Is possible to identify that only Barueri and Itu are in the cluster 0. Comparing the top 10 most comum venues in this two city was found that they share 4 venues types in top 10, also other 2 types (Brazilian Restaurant and Japanese Restaurant) can be included in the Restaurant type of venue putting Itu more close to Barueri in terms of venues.  

In [52]:
region_merged.loc[region_merged['Cluster Labels'] == 0, region_merged.columns[[0] + list(range(7, region_merged.shape[1]))]]

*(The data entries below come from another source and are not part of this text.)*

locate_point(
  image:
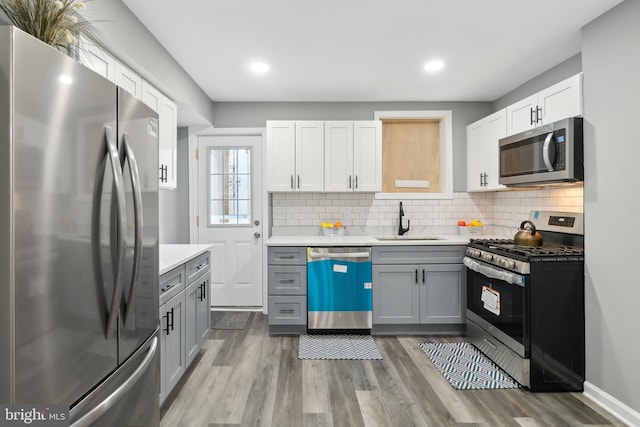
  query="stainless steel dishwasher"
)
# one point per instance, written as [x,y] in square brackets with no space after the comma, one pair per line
[339,289]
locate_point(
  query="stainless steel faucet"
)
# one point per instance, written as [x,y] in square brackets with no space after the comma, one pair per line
[401,229]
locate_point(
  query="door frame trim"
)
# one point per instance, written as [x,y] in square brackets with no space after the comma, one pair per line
[194,189]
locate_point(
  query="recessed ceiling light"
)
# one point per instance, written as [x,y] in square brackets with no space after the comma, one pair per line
[259,67]
[433,65]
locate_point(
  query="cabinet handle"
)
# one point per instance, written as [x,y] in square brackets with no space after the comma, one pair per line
[532,120]
[166,317]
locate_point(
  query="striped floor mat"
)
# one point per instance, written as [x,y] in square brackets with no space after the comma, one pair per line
[356,347]
[465,367]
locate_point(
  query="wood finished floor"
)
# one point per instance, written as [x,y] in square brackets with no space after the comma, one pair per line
[248,378]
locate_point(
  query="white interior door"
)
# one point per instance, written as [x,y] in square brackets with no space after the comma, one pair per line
[230,216]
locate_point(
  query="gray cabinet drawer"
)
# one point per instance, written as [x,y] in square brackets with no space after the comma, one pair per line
[287,280]
[197,267]
[287,310]
[441,254]
[171,283]
[284,255]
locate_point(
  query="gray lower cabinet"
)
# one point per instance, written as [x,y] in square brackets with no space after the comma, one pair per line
[172,332]
[287,290]
[418,285]
[184,318]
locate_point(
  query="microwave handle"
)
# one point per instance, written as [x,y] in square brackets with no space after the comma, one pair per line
[546,153]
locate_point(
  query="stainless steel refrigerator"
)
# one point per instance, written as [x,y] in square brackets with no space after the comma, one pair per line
[78,239]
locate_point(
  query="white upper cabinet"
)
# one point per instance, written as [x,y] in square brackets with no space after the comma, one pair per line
[483,162]
[167,136]
[338,155]
[309,156]
[128,80]
[562,100]
[280,155]
[295,156]
[97,59]
[367,155]
[353,156]
[168,143]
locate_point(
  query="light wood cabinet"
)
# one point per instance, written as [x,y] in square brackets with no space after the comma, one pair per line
[483,156]
[353,156]
[295,156]
[562,100]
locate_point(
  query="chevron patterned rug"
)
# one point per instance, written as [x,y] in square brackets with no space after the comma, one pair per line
[465,367]
[355,347]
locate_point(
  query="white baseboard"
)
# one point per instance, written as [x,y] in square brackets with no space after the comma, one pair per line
[618,409]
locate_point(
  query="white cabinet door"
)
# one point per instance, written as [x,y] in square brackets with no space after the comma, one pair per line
[97,59]
[309,156]
[521,116]
[280,159]
[367,155]
[557,102]
[128,80]
[483,151]
[561,100]
[168,143]
[496,128]
[338,155]
[475,155]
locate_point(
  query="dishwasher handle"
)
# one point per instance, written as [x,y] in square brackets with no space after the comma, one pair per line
[339,255]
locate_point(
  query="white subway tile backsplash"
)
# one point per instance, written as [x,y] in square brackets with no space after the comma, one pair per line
[501,211]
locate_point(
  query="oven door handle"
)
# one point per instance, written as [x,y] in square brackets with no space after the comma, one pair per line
[493,272]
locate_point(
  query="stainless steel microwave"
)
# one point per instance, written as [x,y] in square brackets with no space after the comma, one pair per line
[552,153]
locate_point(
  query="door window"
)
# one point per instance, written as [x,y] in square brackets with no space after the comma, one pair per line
[229,186]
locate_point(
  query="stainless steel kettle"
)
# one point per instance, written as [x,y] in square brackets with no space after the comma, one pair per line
[527,235]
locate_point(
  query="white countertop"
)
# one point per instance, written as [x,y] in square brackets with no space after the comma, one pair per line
[365,241]
[172,256]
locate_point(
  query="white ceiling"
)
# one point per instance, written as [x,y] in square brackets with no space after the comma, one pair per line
[359,50]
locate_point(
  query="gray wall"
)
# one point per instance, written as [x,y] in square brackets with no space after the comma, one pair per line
[174,204]
[255,114]
[611,66]
[565,69]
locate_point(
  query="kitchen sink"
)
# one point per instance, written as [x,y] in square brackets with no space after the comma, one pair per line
[411,238]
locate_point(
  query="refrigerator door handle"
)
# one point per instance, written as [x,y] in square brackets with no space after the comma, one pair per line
[100,409]
[111,156]
[137,217]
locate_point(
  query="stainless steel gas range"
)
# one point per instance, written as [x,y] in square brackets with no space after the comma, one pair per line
[525,305]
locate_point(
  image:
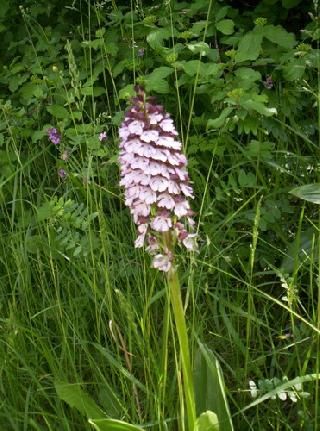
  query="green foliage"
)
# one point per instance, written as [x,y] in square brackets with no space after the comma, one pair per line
[210,389]
[78,302]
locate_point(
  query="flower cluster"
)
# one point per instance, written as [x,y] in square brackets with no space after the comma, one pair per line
[154,174]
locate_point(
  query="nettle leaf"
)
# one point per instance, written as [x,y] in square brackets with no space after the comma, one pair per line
[248,74]
[193,67]
[155,38]
[256,102]
[219,121]
[225,26]
[294,70]
[309,192]
[58,111]
[199,48]
[246,179]
[249,46]
[279,36]
[127,92]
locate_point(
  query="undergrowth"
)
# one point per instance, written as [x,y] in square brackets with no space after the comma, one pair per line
[79,305]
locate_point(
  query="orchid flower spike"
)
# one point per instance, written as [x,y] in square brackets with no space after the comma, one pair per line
[154,175]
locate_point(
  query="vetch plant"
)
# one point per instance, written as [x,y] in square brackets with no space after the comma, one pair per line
[154,175]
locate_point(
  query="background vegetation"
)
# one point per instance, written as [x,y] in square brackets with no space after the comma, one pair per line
[80,307]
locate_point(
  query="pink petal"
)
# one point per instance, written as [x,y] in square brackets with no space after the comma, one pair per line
[149,136]
[161,262]
[190,242]
[181,208]
[161,224]
[155,118]
[186,190]
[147,195]
[159,184]
[173,187]
[136,127]
[167,125]
[166,201]
[169,142]
[139,242]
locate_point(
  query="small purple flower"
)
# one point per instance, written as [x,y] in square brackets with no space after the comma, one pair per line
[54,136]
[62,173]
[154,175]
[102,136]
[268,83]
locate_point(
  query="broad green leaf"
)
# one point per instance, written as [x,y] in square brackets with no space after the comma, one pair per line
[309,192]
[247,74]
[193,67]
[249,46]
[73,395]
[256,102]
[209,387]
[221,13]
[155,38]
[37,135]
[155,81]
[113,425]
[288,384]
[226,26]
[294,70]
[207,421]
[58,111]
[199,48]
[278,35]
[246,179]
[219,121]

Unnamed: 0,City,1st Most Common Venue,2nd Most Common Venue,3rd Most Common Venue,4th Most Common Venue,5th Most Common Venue,6th Most Common Venue,7th Most Common Venue,8th Most Common Venue,9th Most Common Venue,10th Most Common Venue
4,Barueri,Burger Joint,Dessert Shop,Café,Pizza Place,Bakery,Park,Restaurant,Bookstore,Coffee Shop,Steakhouse
12,Itu,Bakery,Café,Brazilian Restaurant,Gym / Fitness Center,Burger Joint,Japanese Restaurant,Gym,Bar,Health & Beauty Service,Pizza Place


Checking the Geographical information about the cities is possible to see that the HDI of both are similar and although the population is close the area of Itu is bigger which suggest less problems like traffic jam.

In [None]:
region_merged.loc[region_merged['Cluster Labels'] == 0, region_merged.columns[[0:3]]]

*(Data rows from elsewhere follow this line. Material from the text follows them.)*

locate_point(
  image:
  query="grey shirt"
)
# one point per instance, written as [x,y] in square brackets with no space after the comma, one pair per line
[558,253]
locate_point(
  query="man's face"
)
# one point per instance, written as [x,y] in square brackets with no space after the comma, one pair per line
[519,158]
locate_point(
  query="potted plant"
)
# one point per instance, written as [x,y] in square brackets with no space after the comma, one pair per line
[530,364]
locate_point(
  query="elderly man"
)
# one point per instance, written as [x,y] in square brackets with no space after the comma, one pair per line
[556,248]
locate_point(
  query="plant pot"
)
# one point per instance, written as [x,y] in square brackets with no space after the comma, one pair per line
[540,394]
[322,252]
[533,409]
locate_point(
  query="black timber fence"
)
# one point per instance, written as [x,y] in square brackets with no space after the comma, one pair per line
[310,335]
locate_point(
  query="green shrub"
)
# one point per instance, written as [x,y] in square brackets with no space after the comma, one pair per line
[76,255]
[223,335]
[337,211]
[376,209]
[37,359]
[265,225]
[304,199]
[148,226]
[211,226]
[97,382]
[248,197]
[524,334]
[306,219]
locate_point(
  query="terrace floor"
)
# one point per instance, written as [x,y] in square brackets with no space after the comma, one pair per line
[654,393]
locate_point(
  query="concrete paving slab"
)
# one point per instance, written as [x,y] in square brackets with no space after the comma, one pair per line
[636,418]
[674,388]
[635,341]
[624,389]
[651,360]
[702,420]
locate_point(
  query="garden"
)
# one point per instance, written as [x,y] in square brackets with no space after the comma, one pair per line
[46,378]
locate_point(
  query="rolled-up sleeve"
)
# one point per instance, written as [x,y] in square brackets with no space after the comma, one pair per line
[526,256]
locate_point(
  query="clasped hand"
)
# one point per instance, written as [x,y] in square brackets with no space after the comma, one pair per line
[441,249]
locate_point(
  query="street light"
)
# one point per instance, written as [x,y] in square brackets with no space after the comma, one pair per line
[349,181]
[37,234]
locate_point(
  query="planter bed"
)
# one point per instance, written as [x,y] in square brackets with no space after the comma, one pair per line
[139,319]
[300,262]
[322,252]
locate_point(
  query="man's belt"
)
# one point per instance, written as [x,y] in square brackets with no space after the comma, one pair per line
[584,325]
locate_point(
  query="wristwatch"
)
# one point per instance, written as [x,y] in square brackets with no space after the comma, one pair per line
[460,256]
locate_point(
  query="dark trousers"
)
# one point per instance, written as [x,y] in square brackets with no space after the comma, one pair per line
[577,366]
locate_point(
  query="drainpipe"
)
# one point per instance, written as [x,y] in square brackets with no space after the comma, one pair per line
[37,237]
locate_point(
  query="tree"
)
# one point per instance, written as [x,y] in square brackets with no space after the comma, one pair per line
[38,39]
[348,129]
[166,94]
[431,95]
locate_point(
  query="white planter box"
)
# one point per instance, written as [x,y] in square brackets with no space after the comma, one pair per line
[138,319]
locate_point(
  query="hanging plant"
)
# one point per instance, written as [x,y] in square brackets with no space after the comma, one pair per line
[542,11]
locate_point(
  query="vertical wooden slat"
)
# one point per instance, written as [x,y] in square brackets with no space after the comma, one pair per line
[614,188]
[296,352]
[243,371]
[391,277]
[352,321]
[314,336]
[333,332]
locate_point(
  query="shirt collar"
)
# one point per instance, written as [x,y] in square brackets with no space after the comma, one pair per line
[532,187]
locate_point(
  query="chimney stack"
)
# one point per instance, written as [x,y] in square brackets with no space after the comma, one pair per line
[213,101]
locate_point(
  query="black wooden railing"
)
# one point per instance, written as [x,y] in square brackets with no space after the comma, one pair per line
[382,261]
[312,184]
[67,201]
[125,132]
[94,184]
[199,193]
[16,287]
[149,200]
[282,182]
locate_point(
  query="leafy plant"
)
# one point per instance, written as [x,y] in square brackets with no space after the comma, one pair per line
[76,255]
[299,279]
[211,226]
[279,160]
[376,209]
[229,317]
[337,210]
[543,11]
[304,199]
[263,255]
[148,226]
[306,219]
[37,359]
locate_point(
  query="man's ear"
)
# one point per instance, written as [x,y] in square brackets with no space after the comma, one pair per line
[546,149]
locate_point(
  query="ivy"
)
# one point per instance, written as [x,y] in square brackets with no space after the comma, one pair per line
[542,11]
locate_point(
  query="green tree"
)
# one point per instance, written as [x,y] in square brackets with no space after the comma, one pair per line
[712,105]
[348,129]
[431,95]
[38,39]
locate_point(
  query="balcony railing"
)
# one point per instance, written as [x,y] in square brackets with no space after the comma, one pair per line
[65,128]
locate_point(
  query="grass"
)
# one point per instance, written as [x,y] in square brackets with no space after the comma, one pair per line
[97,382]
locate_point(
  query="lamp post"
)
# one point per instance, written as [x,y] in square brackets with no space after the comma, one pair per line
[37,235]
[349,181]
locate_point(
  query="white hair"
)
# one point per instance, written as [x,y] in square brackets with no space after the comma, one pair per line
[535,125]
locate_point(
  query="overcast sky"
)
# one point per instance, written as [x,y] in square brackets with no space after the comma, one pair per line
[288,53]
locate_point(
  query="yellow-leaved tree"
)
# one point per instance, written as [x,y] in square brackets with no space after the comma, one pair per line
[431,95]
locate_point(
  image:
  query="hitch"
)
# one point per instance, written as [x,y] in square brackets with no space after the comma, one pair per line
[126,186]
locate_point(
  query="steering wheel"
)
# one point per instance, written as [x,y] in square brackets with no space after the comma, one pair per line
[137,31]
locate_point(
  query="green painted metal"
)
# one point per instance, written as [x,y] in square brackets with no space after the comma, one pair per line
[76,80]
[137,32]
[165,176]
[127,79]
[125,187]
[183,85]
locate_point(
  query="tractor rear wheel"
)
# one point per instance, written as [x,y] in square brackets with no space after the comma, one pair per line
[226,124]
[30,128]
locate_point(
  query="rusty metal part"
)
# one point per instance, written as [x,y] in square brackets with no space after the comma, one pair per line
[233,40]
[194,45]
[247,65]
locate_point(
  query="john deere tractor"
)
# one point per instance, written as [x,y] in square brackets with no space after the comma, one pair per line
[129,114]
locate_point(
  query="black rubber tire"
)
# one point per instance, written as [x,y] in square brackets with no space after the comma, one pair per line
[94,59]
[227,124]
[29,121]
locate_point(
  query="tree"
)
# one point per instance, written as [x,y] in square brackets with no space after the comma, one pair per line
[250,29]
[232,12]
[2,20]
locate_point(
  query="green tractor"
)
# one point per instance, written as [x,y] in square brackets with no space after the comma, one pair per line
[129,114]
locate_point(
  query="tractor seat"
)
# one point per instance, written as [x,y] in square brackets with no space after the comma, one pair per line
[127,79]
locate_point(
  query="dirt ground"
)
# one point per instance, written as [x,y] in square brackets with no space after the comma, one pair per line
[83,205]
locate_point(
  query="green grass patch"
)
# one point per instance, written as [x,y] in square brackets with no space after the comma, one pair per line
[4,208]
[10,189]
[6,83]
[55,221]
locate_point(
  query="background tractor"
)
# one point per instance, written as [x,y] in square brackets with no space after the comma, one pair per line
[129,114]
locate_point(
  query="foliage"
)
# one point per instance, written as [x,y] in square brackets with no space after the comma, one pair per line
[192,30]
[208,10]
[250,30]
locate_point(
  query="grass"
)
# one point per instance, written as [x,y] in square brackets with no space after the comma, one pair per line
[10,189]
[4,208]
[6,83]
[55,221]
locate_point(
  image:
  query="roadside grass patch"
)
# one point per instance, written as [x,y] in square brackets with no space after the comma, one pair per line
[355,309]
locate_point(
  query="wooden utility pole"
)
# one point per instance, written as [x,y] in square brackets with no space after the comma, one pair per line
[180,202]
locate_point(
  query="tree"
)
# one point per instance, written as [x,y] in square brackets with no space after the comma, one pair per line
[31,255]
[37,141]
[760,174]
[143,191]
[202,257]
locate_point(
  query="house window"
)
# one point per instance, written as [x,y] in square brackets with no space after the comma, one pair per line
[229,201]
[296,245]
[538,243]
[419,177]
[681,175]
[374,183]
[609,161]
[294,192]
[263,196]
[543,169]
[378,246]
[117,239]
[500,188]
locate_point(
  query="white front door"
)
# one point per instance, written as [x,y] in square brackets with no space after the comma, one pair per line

As expected the most part of the cities in  Sorocaba region fits one cluster, as the region is in countryside the most part of the cities has more rural activities then comercial and industrial. It is also evidenty by the clustering of Sorocaba and Votorantim together in one cluster apart of the other cities, these two cities are phisicaly close and has a big industrial activity.

### Conclusion

The analisys present that the couple should chose Itu to move, Itu is the closest city to Barueri in region in terms of venues available and development. Which indicates that they can be closer to their family in Sorocaba and move to a city very similar with the city they are used to.

A future analisys of these similarity could be improved with criminal data from the cities and other sources to identify better the venues available in each city.